Ali Eddaoudi is the first Dutch army chaplain. He is visiting his counterparts in Canada and the United States to build a network that aims to help in countering the message of the Islamic State of Iraq and the Levant and to find ways to work together in ‘normal settings’.
WASHINGTON, October 27, 2015 — The Islamic State of Iraq and the Levant is capitalizing on some Muslims’ ignorance of Islam, and a Dutch military chaplain is working to build a network to combat that.
Dutch Navy Capt. (Chaplain) Ali Eddaoudi, chief Muslim chaplain for the Dutch armed forces, is visiting his counterparts in Canada and the United States to build the network and to find ways to work together in normal settings. He spoke to DoD News about his efforts during an Oct. 23 visit to the Pentagon.

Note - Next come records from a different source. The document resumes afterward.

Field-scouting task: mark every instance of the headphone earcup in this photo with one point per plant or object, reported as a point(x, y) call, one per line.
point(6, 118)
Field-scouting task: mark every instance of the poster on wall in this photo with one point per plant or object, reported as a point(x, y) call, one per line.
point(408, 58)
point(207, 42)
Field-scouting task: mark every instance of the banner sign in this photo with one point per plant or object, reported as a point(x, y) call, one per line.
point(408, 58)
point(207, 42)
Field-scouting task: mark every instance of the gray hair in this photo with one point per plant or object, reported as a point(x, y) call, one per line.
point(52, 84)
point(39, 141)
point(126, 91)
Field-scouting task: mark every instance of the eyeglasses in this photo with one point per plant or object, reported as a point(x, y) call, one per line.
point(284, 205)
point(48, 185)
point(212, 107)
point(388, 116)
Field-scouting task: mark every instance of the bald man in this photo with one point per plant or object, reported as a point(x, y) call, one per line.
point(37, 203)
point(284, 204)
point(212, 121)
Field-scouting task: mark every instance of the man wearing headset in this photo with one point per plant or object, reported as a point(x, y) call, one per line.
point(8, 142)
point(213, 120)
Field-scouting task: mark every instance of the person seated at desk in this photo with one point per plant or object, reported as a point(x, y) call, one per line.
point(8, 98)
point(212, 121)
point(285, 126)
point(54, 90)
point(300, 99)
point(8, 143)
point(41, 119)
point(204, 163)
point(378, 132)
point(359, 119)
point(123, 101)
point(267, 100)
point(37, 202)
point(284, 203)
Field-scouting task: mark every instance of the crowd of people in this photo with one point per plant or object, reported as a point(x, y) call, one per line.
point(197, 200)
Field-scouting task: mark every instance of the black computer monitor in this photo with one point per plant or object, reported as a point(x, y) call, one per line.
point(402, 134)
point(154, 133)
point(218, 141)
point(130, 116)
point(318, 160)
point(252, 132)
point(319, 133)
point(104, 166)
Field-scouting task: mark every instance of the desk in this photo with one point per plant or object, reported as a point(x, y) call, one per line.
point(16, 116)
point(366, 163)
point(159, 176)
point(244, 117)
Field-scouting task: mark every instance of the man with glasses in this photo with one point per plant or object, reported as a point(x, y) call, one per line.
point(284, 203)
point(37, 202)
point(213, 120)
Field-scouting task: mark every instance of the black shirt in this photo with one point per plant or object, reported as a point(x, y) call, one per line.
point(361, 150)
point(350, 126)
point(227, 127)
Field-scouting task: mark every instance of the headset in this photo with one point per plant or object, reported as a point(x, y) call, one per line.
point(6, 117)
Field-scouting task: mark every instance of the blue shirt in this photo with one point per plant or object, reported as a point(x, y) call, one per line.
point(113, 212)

Eddaoudi, one of two Muslim chaplains in the Dutch military, said he would like to find ways for chaplains from different militaries and different faiths to work together. But ISIL dominates any conversation, he added.
Muslim chaplains have an important role in these things, Eddaoudi said, noting that while he doesn’t have a combatant role against ISIL, he has to explain about Islam, sharia or justice and jihad in the Quran or ISIL will dominate the perceptions of people — Muslims and non-Muslims alike — on these subjects.
A military chaplain or imam, he said, has a responsibility to say what his religion says about the situation. Islam does not condone the actions of ISIL, Eddaoudi said flatly, adding that ISIL has no right to do the horrible things it does. The Quran, he said, contains no justification for killing an individual without due process or justice, and Muslim chaplains need to speak out about that.
ISIL Relies on Ignorance
ISIL is making false promises and luring new followers by counting on believers not understanding the teachings of the Prophet Muhammad, the chaplain said. A lot of young Muslims in the world have a lack of knowledge about Islam, he said. They know about the Quran, he added, but many of them never have actually read the entire book, but rather rely on others to tell them what’s in the Quran and to explain it.
But from time to time, the chaplain said, even some imams have little knowledge, and they preach from their own political views or from personal emotions such as anger or fear. Without basic knowledge of the Quran, he added, some Muslims can become prey to religious predators like ISIL.
Decapitating prisoners, the killing of doctors, journalists or other noncombatants, burning people in cages and the destruction of Shia or non-Muslim places of worship all are forbidden in Islam, Eddaoudi said, yet ISIL uses ignorance and willfully interprets Islamic sources in an extreme way to justify their barbarous acts.
The false prophetic message that ISIL is spreading and their false claims of a caliphate must be countered, Eddaoudi said, and the Muslim world and the non-Muslim world must work together to do so.
The chaplain noted that when a person comes to America and becomes a citizen, that person is an American — period. In many European countries, he added, an immigrant may have become a citizen, but still will be viewed as a foreigner. Without a firm sense of belonging, he added, young people may have a void in their lives that ISIL is more than willing to fill.
Many of these young people also feel very connected to the Middle East and all the conflict there, Eddaoudi said, and many of them see the problems in a warped or simplistic way because of a lack of knowledge, and they believe the United States is at the heart of it.
He was the same way when he was young, he acknowledged. But he studied and found the true facts, he added, and now understands the United States much better.
Finding a Solution With Justice
During his visit, he said, he even found out that there is a prayer room in the Pentagon. People should know that, he said, adding that he also is convinced that the United States, Europe and the regional partners are “truly trying to find a solution with justice for all people.”
“Just look at this coalition against ISIL,” he said. “It’s not a group of crusaders fighting Islam. It’s a coalition of countries — Muslims and non-Muslims — who are fighting to defend and rescue Muslims and non-Muslims from the clutches of ISIL.”
Eddaoudi said that building a network among chaplains is one way to get this story out and to allow the militaries to better use a scarce resource: Muslim chaplains. Eleven Muslim chaplains serve in the U.S. military, he noted, and the existence of such a network might enable them to minister to those serving in other nations’ militaries during multinational deployments, he added.